Ich habe vor, in ein modernes Englisch zu übersetzen und dabei Rhythmus und Tonfall zu bewahren – oder vielmehr den Versuch einer Neuerschaffung in einer Form zu machen, die auf das Ohr des Lesers von heute die gleiche Wirkung haben wird, wie sie das Mittelenglische im 15. Jahrhundert hatte. Ich werde an jedem Arbeitstag, bei fünf Tagen in der Woche, eine vorgegebene Zahl Seiten von der Übersetzung schreiben: sechs bis acht Seiten Übersetzung pro Tag. Außerdem werde ich jeden Tag die Interpretationen, Beobachtungen und Hintergrundfakten aus unserer umfangreichen Lektüre in Form eines Arbeitsjournals festhalten. Dadurch, daß ich beides nebeneinander tue, hoffe ich die interpretierenden Bemerkungen einzubringen, während die Erzählungen übertragen werden. Nach Abschluß der Übersetzung müßte ich dann eine große Menge interpretierenden Materials beisammen haben, das in den Geist der Erzählungen und in ihre Sinnaussage eingegangen ist. Die Einleitung, die einen sehr wichtigen Teil der Arbeit bilden sollte, werde ich für zuletzt aufheben, denn sie muß ein Gesamtbild der Arbeit in ihren beiden Teilen, Übersetzung wie Interpretation, bringen.
Ich denke, das ist zunächst einmal alles. Nach den jahrelangen Vorbereitungen brenne ich darauf, mich an die Arbeit zu machen. Gleichzeitig fürchte ich mich auch davor, finde aber, das ist nur gesund. Ich habe sehr viel Geld und noch mehr Zeit in dieses Projekt investiert. Wenn man den Umfang der Arbeit und den Umstand bedenkt, daß ich sie ganz allein bewältigen muß, ist es nur zu verständlich, daß mich eine lähmende Demut überkommt. Von jetzt an kann mir niemand mehr helfen. Jetzt geht es ums Schreiben, die einsamste Arbeit auf der Welt. Wenn ich daran scheitere, trägt nur ein einziger Mensch auf der Welt die Verantwortung dafür, aber ich könnte ein kleines Gebet von Ihnen und allen anderen Leuten gebrauchen, die der Meinung sind, diese Arbeit sollte die beste und auch die befriedigendste meines Lebens werden. Ein Gebet, das ist jetzt so ungefähr der einzige Beistand, auf den ich hoffen kann. Ihres. Und jetzt trete ich ein in die Dunkelheit meiner eigenen Gedankenwelt.

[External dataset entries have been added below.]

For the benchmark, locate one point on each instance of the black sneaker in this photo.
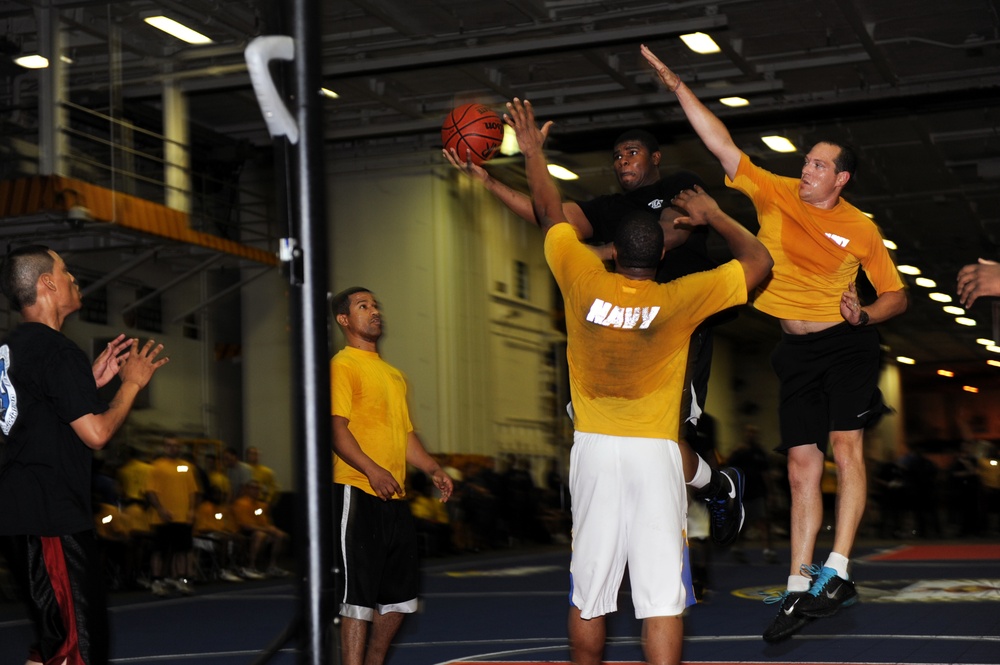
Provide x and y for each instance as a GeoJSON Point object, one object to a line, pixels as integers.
{"type": "Point", "coordinates": [788, 620]}
{"type": "Point", "coordinates": [828, 593]}
{"type": "Point", "coordinates": [726, 506]}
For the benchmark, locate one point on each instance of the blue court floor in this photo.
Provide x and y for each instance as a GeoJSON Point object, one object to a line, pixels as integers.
{"type": "Point", "coordinates": [921, 602]}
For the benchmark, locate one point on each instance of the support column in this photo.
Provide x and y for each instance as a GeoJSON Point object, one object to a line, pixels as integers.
{"type": "Point", "coordinates": [53, 146]}
{"type": "Point", "coordinates": [176, 150]}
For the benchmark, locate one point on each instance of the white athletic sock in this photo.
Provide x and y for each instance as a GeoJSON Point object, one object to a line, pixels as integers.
{"type": "Point", "coordinates": [839, 563]}
{"type": "Point", "coordinates": [798, 583]}
{"type": "Point", "coordinates": [702, 476]}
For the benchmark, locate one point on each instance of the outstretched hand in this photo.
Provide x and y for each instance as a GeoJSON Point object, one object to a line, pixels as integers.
{"type": "Point", "coordinates": [140, 364]}
{"type": "Point", "coordinates": [467, 167]}
{"type": "Point", "coordinates": [698, 205]}
{"type": "Point", "coordinates": [107, 364]}
{"type": "Point", "coordinates": [978, 279]}
{"type": "Point", "coordinates": [670, 80]}
{"type": "Point", "coordinates": [520, 117]}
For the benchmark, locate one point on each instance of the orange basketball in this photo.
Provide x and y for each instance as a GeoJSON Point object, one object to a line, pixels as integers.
{"type": "Point", "coordinates": [473, 129]}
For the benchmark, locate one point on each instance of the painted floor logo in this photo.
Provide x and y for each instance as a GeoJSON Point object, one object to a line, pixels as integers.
{"type": "Point", "coordinates": [908, 591]}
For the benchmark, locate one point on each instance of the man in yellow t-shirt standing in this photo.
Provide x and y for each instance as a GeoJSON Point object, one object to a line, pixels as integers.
{"type": "Point", "coordinates": [373, 441]}
{"type": "Point", "coordinates": [627, 347]}
{"type": "Point", "coordinates": [827, 361]}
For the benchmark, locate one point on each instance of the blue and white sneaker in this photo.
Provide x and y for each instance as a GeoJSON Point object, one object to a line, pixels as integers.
{"type": "Point", "coordinates": [726, 506]}
{"type": "Point", "coordinates": [789, 620]}
{"type": "Point", "coordinates": [828, 593]}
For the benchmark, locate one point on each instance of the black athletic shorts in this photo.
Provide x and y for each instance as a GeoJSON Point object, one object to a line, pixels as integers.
{"type": "Point", "coordinates": [174, 537]}
{"type": "Point", "coordinates": [829, 383]}
{"type": "Point", "coordinates": [61, 581]}
{"type": "Point", "coordinates": [378, 545]}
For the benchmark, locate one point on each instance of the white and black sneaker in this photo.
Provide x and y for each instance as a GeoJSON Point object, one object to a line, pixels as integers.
{"type": "Point", "coordinates": [788, 620]}
{"type": "Point", "coordinates": [724, 497]}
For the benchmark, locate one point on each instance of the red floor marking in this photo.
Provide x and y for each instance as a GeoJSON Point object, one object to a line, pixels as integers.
{"type": "Point", "coordinates": [939, 553]}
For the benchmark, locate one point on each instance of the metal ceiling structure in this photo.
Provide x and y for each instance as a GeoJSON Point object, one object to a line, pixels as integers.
{"type": "Point", "coordinates": [914, 84]}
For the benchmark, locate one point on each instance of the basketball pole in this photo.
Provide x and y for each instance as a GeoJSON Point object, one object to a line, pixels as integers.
{"type": "Point", "coordinates": [312, 397]}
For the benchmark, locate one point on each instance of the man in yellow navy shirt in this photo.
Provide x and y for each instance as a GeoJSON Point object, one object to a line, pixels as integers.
{"type": "Point", "coordinates": [827, 361]}
{"type": "Point", "coordinates": [373, 441]}
{"type": "Point", "coordinates": [627, 347]}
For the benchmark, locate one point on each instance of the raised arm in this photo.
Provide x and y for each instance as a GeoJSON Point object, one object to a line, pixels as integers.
{"type": "Point", "coordinates": [96, 429]}
{"type": "Point", "coordinates": [517, 202]}
{"type": "Point", "coordinates": [750, 252]}
{"type": "Point", "coordinates": [545, 196]}
{"type": "Point", "coordinates": [709, 128]}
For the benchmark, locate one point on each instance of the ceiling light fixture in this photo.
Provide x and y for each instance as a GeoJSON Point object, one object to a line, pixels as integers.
{"type": "Point", "coordinates": [734, 101]}
{"type": "Point", "coordinates": [509, 144]}
{"type": "Point", "coordinates": [778, 143]}
{"type": "Point", "coordinates": [561, 172]}
{"type": "Point", "coordinates": [699, 42]}
{"type": "Point", "coordinates": [33, 61]}
{"type": "Point", "coordinates": [178, 30]}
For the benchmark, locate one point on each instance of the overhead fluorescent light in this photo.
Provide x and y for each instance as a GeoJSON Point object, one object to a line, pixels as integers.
{"type": "Point", "coordinates": [699, 42]}
{"type": "Point", "coordinates": [508, 146]}
{"type": "Point", "coordinates": [778, 143]}
{"type": "Point", "coordinates": [178, 30]}
{"type": "Point", "coordinates": [734, 101]}
{"type": "Point", "coordinates": [33, 61]}
{"type": "Point", "coordinates": [561, 172]}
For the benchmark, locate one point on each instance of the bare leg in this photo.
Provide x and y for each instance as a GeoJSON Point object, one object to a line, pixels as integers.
{"type": "Point", "coordinates": [852, 488]}
{"type": "Point", "coordinates": [586, 638]}
{"type": "Point", "coordinates": [384, 628]}
{"type": "Point", "coordinates": [353, 637]}
{"type": "Point", "coordinates": [662, 638]}
{"type": "Point", "coordinates": [805, 469]}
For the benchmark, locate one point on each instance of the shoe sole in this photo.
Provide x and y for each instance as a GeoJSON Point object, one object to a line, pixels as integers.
{"type": "Point", "coordinates": [788, 632]}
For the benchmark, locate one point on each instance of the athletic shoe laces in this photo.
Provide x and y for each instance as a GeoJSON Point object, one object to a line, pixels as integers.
{"type": "Point", "coordinates": [771, 599]}
{"type": "Point", "coordinates": [824, 575]}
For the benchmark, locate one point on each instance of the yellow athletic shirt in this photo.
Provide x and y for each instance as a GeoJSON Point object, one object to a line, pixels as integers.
{"type": "Point", "coordinates": [628, 339]}
{"type": "Point", "coordinates": [816, 252]}
{"type": "Point", "coordinates": [371, 394]}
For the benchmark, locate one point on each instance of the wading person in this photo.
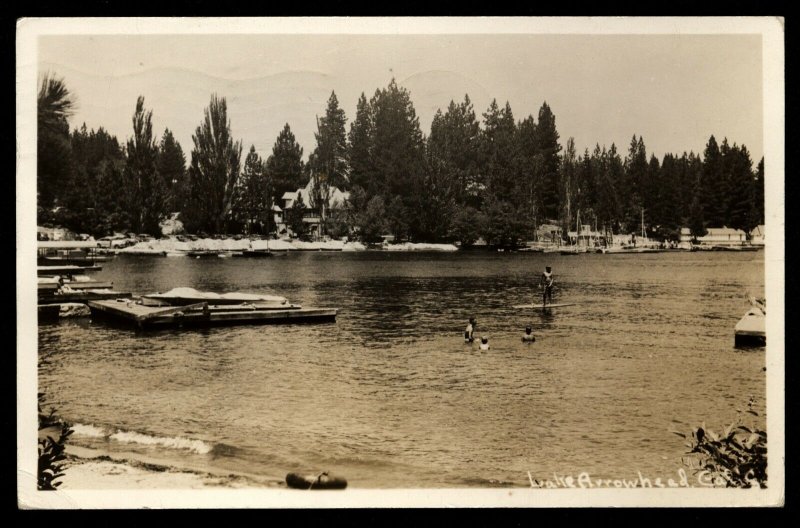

AN ERO – NEW YORK, 9. JULI 1958
Gestern begann ich mit dem allerersten Stück der Übersetzung, und heute habe ich daran weitergearbeitet. Vielleicht wird mir am Ende der Woche nicht zusagen, was ich fabriziert habe, doch vorläufig gefällt es mir. Es ist absolut faszinierend – der Prozeß, meine ich. Und ich habe sehr viele Ideen weggelassen, auf die ich seinerzeit gekommen war.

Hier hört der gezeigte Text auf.